WASHINGTON — Federal Reserve Board Chair Janet Yellen fought back Wednesday against accusations that the New York Fed and its president are too close to the biggest banks, saying the central bank and William Dudley have significantly toughened oversight since the financial crisis.

"I have great confidence in President Dudley," Yellen said. "He's done a fine job in running the New York Fed and … he's a distinguished public servant and he has worked very hard in the aftermath of the crisis to ensure that the New York Fed is doing all that it needs to do to contribute to the work that we do in financial stability and bank supervision."

Yellen, speaking at a press conference Dec. 17 after the Federal Open Markets Committee's two-day meeting, added that she has a "good deal of confidence" in the Fed system's supervision programs in general, and that that confidence "also applies to the largest banking organizations." The Fed recently launched a review of its large bank supervision program, which is underway.

Yellen's remarks are the first she has made on the subject since an exposé by ProPublica was published in September based on secret audiotapes of internal conversations at the New York Fed, which depict regulators at the agency as personally close to big banks and hesitant to sanction questionable behavior. More recent news stories have emerged that a New York Fed official shared confidential information with an employee at Goldman Sachs.

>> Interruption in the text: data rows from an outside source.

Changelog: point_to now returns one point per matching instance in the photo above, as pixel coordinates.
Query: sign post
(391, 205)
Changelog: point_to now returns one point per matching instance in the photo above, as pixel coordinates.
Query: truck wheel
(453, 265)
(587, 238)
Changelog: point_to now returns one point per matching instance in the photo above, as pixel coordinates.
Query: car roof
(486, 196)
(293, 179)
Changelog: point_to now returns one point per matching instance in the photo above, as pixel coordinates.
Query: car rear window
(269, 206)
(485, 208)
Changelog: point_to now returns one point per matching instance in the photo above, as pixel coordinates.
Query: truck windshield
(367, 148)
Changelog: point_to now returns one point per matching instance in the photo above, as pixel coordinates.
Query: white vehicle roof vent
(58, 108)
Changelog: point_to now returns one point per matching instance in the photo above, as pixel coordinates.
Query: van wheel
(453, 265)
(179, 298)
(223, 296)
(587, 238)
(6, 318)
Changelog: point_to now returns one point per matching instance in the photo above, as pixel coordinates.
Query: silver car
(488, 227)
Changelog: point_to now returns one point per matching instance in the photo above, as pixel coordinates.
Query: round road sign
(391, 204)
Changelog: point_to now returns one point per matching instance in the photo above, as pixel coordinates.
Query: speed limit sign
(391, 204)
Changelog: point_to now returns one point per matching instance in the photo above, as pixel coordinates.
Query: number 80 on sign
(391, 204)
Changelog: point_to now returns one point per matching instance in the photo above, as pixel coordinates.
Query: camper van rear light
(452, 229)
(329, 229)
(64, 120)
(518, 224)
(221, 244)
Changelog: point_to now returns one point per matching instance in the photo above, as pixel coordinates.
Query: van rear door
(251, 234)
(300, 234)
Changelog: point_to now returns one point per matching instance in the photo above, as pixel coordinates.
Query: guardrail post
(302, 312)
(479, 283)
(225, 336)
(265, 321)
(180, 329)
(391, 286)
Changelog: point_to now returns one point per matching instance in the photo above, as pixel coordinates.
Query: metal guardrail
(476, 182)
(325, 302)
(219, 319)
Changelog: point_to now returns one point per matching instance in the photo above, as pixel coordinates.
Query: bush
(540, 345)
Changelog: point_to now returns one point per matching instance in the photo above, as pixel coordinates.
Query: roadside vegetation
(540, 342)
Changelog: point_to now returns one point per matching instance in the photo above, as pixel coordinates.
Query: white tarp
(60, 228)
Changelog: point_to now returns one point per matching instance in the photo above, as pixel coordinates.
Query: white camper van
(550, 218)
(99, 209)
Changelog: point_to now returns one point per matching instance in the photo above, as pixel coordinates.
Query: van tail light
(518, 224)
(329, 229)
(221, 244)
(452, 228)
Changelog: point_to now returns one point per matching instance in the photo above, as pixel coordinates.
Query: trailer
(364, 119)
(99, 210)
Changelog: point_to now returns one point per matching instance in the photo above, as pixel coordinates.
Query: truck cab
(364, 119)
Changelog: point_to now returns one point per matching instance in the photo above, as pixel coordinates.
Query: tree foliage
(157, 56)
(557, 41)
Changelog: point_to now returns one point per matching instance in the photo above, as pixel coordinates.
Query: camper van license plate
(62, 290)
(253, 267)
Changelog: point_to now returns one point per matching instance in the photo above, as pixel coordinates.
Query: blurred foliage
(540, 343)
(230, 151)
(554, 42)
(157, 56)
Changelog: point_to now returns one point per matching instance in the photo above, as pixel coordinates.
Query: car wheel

The tapes and subsequent articles have led to charges of "regulatory capture" at the regional New York bank, which oversees the largest and most influential Wall Street banks.

The Senate Banking Committee held a hearing last month on the New York Fed and its alleged cozy relationships with the banks it supervises. At that hearing, Dudley was forcefully called to account for his agency's conduct, with Senator Elizabeth Warren, D-Mass., likening Dudley and his subordinates to "rent-a-cops" rather than robust regulators. Other lawmakers said they are considering legislation that would require the head of the New York Fed to be nominated by the President.

The revelations about the New York Fed come as the Federal Reserve System in general is under increased scrutiny on Capitol Hill, both from the left and the right. Yellen acknowledged that criticism from Congress — centering around the bank's immense power and opaque decision-making processes — and said she intends to be as transparent as possible without bowing to fleeting political impulses. She specifically said she would resist any overt efforts to limit the Fed's autonomy or authority.

"Congress has assigned us important tasks in monetary policy and in other roles that we perform," Yellen said. "The ability of a central bank to make the decisions about monetary policy that it regards as in the best longer-run interests of the economy, free of short-run political interference, is very important to the effective conduct of monetary policy. I think history shows not only in the United States, but around the world, that central bank independence promotes better economic performance.

Yellen's remarks followed an FOMC decision to keep interest rates at their near-zero level for the immediate future, at least through the middle of 2015. The FOMC said that inflation remains low, in part because of falling energy prices, but expects it to rise "as the transitory effects of lower energy prices and other factors dissipate."

The committee report indicated that 15 of its 17 members believe that the central bank's interest rates should rise in 2015, with most members preferring a rate between 1% and 2%. Members also expect rates to rise steadily to between 2% and 3% in 2016 and between 3% and 4.25% in 2017, eventually settling around 3.75% over the longer term.

The FOMC's economic projections, also released today, predict unemployment dropping from 5.8% to around 5.3% next year, and possibly falling as low as 5% by 2016. The Fed's report indicates that inflation will rise from around 1.3% today to between 1.7% and 2% in 2016 and 2017.

The Fed's report is the strongest indicator yet that the central bank will raise its interest rate from the near-zero rate that it has maintained since the 2008 financial crisis.